Organic nitrate ignition accelerator When the ignition accelerator is an organic nitrate, preferred organic nitrates are substituted or unsubstituted having up to about 10 carbon atoms, preferably 2-10 carbon atoms Alkyl or cycloalkyl nitrates. The alkyl group may be either linear or branched. Specific examples of nitrate ester compounds suitable for use in preferred embodiments include, but are not limited to, methyl nitrate, ethyl nitrate, n-propyl nitrate, isopropyl nitrate, allyl nitrate, n-nitrate. Butyl, isobutyl nitrate, sec-butyl nitrate, tert-butyl nitrate, n-amyl nitrate, isoamyl nitrate, 2-amyl nitrate, 3-amyl nitrate, tert-amyl nitrate, n-hexyl nitrate, 2-ethylhexyl nitrate, n -Heptyl, sec-heptyl nitrate, n-octyl nitrate, sec-octyl nitrate, n-nonyl nitrate, n-decyl nitrate, n-dodecyl nitrate, cyclopentyl nitrate, cyclohexyl nitrate, methyl cyclohexyl nitrate, isopropyl cyclohexyl nitrate, and 1 -Methoxypropyl-2-nitrate, 1-ethoxypropyl-2 nitrate, 1-isopropoxybutyl nitrate, 1-eth There esters of alkoxy substituted aliphatic alcohols such Yo of shea butyl nitrate and the like. Preferred alkyl nitrates are ethyl nitrate, propyl nitrate, amyl nitrate and hexyl nitrate. Another preferred alkyl nitrate is a mixture of primary amyl nitrate or primary hexyl nitrate. Primary means that the nitrate radical functionality is attached to a carbon atom that is attached to two hydrogen atoms. Examples of primary hexyl nitrate include n-hexyl nitrate, 2-ethylhexyl nitrate (2-EHN), 4-methyl-n-pentyl nitrate, and the like. The production of nitrate esters can be performed by any commonly used method such as, for example, esterification of a suitable alcohol or reaction of a suitable alkyl halide with silver nitrate.
The organic nitrate ignition accelerator 2-ethylhexyl nitrate is a typical organic nitrate ignition accelerator. The organic nitrate ignition accelerator is preferably used in the fuel composition at a final concentration of 1 to 5000 ppm, although other amounts are useful and within the scope of the present invention.
Conventional Ignition Accelerator In a preferred embodiment, a conventional ignition accelerator may be used as the first component ignition accelerator in the additive according to each embodiment of the present invention. Typical ignition accelerators include, but are not limited to, hydrogen peroxide, benzoyl peroxide, di-tert-butyl peroxide (DTBP), cumene hydroperoxide, di-oleal peroxide, soy hydroperoxide, and diethyl There is a peroxide. Other organic peroxides and hydroperoxides may also be suitable. DTBP is a typical ignition promoter.
In one embodiment, the additive according to each embodiment of the present invention may include an organic nitrate ignition accelerator in addition to a conventional ignition accelerator. In one embodiment, the additive according to each embodiment of the present invention may comprise both di-tert-butyl peroxide (DTBP) and 2-ethylhexyl nitrate (2-EHN). 2-EHN can alternatively be added to the diesel fuel separately from the additive.

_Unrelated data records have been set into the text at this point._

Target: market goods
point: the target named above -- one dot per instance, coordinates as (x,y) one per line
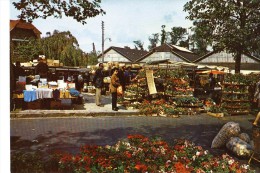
(230,129)
(245,137)
(239,147)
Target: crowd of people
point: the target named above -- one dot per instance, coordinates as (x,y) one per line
(120,76)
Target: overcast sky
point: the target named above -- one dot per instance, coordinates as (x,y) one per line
(125,21)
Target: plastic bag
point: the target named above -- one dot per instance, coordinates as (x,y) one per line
(230,129)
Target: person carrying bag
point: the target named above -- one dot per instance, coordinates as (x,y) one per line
(114,84)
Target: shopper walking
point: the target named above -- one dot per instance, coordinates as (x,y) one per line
(113,88)
(121,76)
(42,68)
(98,83)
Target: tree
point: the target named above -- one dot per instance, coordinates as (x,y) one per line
(26,51)
(198,41)
(163,35)
(233,25)
(139,45)
(177,35)
(62,46)
(80,10)
(154,39)
(92,58)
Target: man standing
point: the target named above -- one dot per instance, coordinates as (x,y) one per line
(41,68)
(121,76)
(98,83)
(18,70)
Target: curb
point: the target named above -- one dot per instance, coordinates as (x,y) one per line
(68,113)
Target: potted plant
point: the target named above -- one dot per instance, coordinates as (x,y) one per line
(216,111)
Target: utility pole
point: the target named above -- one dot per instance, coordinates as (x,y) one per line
(94,49)
(102,26)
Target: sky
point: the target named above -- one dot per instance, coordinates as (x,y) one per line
(125,21)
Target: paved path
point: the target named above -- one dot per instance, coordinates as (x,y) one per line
(70,133)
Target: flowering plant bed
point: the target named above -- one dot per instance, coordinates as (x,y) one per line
(138,153)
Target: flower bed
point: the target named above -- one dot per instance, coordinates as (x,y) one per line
(138,153)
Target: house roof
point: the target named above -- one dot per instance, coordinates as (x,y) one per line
(244,66)
(213,52)
(130,54)
(181,52)
(24,25)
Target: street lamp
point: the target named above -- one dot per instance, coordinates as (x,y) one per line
(103,42)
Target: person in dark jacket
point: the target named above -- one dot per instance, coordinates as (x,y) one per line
(98,83)
(42,69)
(18,70)
(113,88)
(121,76)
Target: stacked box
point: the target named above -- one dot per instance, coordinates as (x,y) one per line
(55,104)
(34,105)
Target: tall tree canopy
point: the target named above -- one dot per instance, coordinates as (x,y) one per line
(177,34)
(233,25)
(61,46)
(163,35)
(199,43)
(154,39)
(80,10)
(139,44)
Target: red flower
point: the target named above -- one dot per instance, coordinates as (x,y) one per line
(141,167)
(128,154)
(181,168)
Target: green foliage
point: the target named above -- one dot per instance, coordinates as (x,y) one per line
(78,10)
(163,35)
(230,25)
(154,39)
(177,35)
(27,50)
(139,44)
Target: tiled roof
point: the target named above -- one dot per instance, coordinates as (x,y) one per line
(244,66)
(213,52)
(181,52)
(22,24)
(130,54)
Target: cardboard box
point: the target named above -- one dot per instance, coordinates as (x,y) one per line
(34,105)
(55,104)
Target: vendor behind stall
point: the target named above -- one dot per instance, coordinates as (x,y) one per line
(42,68)
(18,70)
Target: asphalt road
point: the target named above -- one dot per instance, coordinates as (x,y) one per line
(70,133)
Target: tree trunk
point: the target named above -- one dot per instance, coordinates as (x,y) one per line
(238,61)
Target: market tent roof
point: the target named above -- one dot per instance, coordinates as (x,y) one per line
(174,63)
(213,67)
(211,71)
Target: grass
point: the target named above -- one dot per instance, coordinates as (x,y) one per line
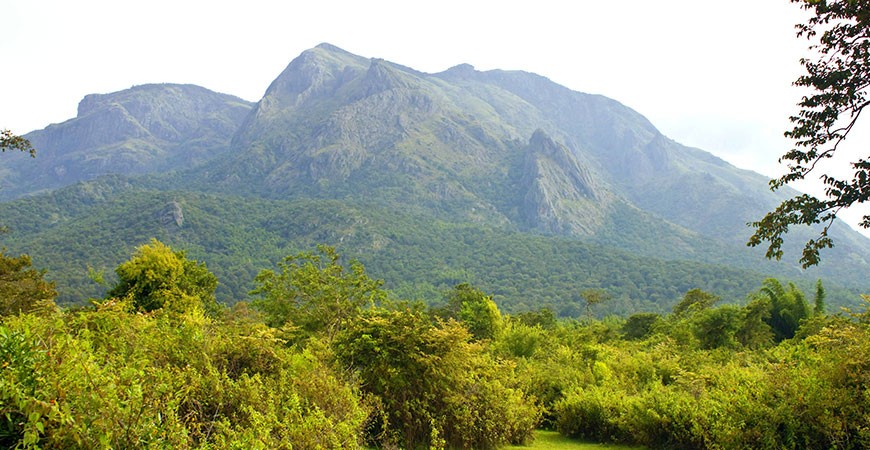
(554,440)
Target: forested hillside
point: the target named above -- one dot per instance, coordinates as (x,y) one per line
(502,178)
(95,225)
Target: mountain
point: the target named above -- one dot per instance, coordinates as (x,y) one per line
(146,129)
(508,153)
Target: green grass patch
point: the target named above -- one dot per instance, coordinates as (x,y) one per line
(554,440)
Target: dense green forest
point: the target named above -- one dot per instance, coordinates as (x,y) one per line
(322,356)
(418,257)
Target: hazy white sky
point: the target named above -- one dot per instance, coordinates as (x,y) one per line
(711,74)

Second component plant extract The second component of the additive according to each embodiment of the present invention is at least selected from the group consisting of plant extracts, synthetic compositions similar to components of plant extracts, and mixtures thereof. One substance may be included. A plant extract or a synthetic composition that is similar to a plant extract may comprise at least one carotenoid and / or at least one chlorophyll component. The second component can include synthetic carotenoids or chlorophylls as well as natural carotenoids or chlorophylls.
Carotenoids are fat-soluble pigments derived from a 40 carbon polyene chain. The chain can be terminated with a ring and can also include oxygen-containing groups. Hydrocarbon carotenoids are known as carotenes, and oxygenated derivatives of carotenoids are known as xanthophylls.
Beta-carotene is a natural carotenoid that is present in many fruits and vegetables such as carrots, spinach, peaches, apricots and sweet potatoes.
“Iso-Mixtene”, a product of DSM Chemicals (formerly Roche Vitamins), is an intermediate in the synthesis of pure trans -beta-carotene. Iso-Mixtene is a mixture of isomeric forms of about 89-98% trans beta carotene and about 1.4 to about 11% cis beta carotene. Iso-Mixtene may be suitable as the second component in the additive according to embodiments of the present invention.
Carotenoids are biological antioxidants that can protect cells and tissues from free radicals.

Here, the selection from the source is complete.